State Of Kansas Secures Sensitive PeopleSoft Data With Pathlock’s Dynamic Data Masking
The State of Kansas wanted to allow all employees and non-employees to access PeopleSoft self-service seamlessly within and outside the corporate network on their mobile devices. Over a two-year period, the State expanded access to PeopleSoft from 12,000 to all 50,000 state employees, including contractors, truck drivers, police officers, and state police medical contractors who would be using iPads and various mobile and remote workstations. Realizing that opening PeopleSoft applications to the public internet could pose significant security and compliance concerns, the state administration approached Pathlock to fortify their PeopleSoft environment.
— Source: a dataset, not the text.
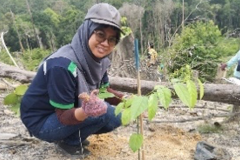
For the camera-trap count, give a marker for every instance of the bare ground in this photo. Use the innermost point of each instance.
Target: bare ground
(172, 135)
The State of Kansas did not have any third-party data masking capability deployed for their production or non-production environment. In their existing PeopleSoft environment, masking was incomplete, offered no flexibility, and only worked on select delivered pages. The native masking functionality was not working sufficiently for their HCM and FSCM power users. When the State rolled out access to its 50,000 employees, they realized the need for added security layers so the State employees could access the internet seamlessly on any device for mobile and remote workstations. Additionally, as their roles were getting more complex, access control became a critical requirement that out-of-the-box PeopleSoft features could not fulfill.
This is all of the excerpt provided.